Pierrotlalune
Nouveau poète
Dans l'attente de votre lettre
Les jours passent, je m'ennuis de vos odeurs
Il y a si longtemps que vous ne m'avez écrit
Par ce qui est aimable, est attiré mon coeur
C'est vous, vos mots d'amour, que j'ai choisi.
Vous me semblez fertile en caresses inoubliables
J'imagine nos deux bouches se joignant encore
J'espère un jour nos destins scellés indissociables
De même nos âmes, se mêleront comme l'eau à l'amphore.
Je graverai sur une branche haute votre nom
Et sur une autre tout près j'y sculpterai le mien
En sachant qu'un jour de l'extrémité ils se toucheront
Lorsqu'ils auront poussées après maintes rosées du matin.
Vous, châtelaine de mon coeur, de mes passions en paix
Je rêve que vous soyez ma dame et moi votre sieur
Comme aux temps ancestraux ou les festins précédaient
Les ébats entre amoureux, les nuits épuisantes sans peur.
Je retiens par patience ce qui de vous me repose
Que mes mains atteignent votre taille et lient notre amour
Tel au jardin, j'attends au printemps avec hâte la rose
Comment vous aimez si trop plutôt mal en vous faisant la cour.
Que vos parties que je devine si douces et heureuses
Que nos deux coeurs se mêlent, nos deux corps se touchent
Que tout vienne à bout de mes envies les plus religieuses
Que tout se termine dans notre nid, notre confortable couche.
Laissez-moi mes mains trahir mes sentiments
Qu'on me mette au donjon plutôt que d'avoir à vous oublier
Que la foudre comme la lance me transperce si je mens
J’aimerais mieux être aveugle plutôt que de vous m’éloigner.

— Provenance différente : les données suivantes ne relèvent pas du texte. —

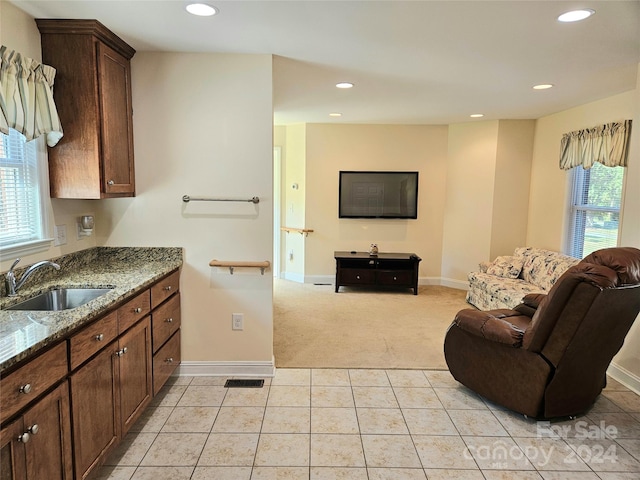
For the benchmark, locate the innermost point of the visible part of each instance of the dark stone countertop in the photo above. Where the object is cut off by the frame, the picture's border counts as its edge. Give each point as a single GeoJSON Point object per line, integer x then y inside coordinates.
{"type": "Point", "coordinates": [127, 270]}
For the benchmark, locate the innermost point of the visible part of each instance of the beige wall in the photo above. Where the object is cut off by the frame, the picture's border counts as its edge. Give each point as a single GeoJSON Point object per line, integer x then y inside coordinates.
{"type": "Point", "coordinates": [550, 191]}
{"type": "Point", "coordinates": [203, 127]}
{"type": "Point", "coordinates": [331, 148]}
{"type": "Point", "coordinates": [18, 31]}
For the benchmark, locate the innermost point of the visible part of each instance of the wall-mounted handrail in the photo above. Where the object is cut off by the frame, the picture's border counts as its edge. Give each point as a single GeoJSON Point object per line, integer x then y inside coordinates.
{"type": "Point", "coordinates": [236, 263]}
{"type": "Point", "coordinates": [301, 231]}
{"type": "Point", "coordinates": [187, 199]}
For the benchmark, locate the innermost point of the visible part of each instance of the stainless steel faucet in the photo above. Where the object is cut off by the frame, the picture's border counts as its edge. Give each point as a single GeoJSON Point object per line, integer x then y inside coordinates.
{"type": "Point", "coordinates": [13, 286]}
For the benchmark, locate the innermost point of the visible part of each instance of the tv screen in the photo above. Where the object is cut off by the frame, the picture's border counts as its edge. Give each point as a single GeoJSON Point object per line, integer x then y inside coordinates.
{"type": "Point", "coordinates": [378, 195]}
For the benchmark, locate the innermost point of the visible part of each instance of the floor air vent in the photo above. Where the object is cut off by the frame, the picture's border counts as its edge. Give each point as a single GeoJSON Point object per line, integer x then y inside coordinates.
{"type": "Point", "coordinates": [243, 383]}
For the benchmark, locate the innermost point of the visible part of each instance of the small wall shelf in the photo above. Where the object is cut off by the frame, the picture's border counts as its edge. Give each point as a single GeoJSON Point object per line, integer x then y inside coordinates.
{"type": "Point", "coordinates": [301, 231]}
{"type": "Point", "coordinates": [233, 264]}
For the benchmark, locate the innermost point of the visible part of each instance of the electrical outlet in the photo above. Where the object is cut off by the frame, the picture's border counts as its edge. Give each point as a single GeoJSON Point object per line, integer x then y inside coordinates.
{"type": "Point", "coordinates": [237, 321]}
{"type": "Point", "coordinates": [60, 235]}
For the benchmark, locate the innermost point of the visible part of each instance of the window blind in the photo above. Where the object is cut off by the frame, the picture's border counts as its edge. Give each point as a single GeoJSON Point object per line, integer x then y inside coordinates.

Je ne veux pas d'ombre à votre visage si nacré
Je ne veux pas d'obstacle à mes désirs, je vous le dis
Je veux avec vous banquets et nourritures sucrées
Pour ne pas oublier la saveur de vos lèvres fleuries.
Si vous n'étiez pas, je ne serais pas
Si vous n'étiez plus, je ne serais plus
Que tous les dieux m'épargnent votre trépas
Sinon je le jure par l'épée, j'abandonne, je me tue.